Thursday, October 2, 2008

Die Klavierspielerin/The Piano Teacher

I've been working on my book for my final paper, Die Klavierspielerin by Elfriede Jelinek (commonly translated as "The Piano Teacher", though it actually means "the female piano player"--I guess that piano teacher has a better ring to it) and I have got to say, this is the most screwed-up piece of fiction I have ever read in my life.

This book has it all--incest, pedophilia, unhealthy power dynamics, just about every fetish I can think of short of furries and diapers, violence, and some creative uses for pretty floral dresses. The narrator and the characters loathe and envy men with surprising violence and they act out their misplaced aggression through extremly controlling tendencies, painful, public sex acts, and random acts of violence on public transportation. This is both the most compelling and the most discomfiting work I have ever read. I keep getting caught up in what's happening and reading out of curiosity and without thinking analytically, so I've resigned myself to rereading it later. Right now I'm too shocked to think clearly.

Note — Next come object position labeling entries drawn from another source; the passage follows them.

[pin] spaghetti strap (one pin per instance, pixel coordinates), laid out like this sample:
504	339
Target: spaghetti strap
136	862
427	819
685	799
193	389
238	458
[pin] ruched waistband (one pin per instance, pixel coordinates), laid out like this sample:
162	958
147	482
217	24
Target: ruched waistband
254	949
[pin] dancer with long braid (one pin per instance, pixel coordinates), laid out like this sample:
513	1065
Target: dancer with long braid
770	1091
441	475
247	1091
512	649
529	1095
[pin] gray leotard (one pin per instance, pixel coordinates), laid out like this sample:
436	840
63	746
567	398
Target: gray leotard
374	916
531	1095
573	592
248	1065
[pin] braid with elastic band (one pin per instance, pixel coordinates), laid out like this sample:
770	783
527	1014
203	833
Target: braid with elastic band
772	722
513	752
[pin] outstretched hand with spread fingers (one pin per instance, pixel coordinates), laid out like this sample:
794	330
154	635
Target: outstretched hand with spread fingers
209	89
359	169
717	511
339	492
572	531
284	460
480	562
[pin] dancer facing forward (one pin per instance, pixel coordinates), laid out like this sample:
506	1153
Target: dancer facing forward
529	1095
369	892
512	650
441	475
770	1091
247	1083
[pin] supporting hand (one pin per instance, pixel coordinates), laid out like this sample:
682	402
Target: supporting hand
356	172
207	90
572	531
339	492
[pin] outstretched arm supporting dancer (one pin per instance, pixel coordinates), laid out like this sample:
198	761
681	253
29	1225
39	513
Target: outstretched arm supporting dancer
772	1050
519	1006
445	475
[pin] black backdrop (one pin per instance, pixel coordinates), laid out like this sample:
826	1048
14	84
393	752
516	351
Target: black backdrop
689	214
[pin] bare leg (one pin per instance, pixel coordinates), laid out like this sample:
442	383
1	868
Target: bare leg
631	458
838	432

I had expected strong, oversexualized power-play--I was even expecting incestuous overtones between the mother and her daughter--but it wasn't until the main character "accidentally" kissed her cousin's genitals in the middle of the neighborhood picnic shortly after a lengthy description of three generations of dusty steel vaginas that I realized just how overt and excessive this book is. I understand now why some critics called it "whining, unenjoyable public pornography," though I think it's more than that. Regardless, I am enjoying this book, as uncomfortable and intimidating as it is.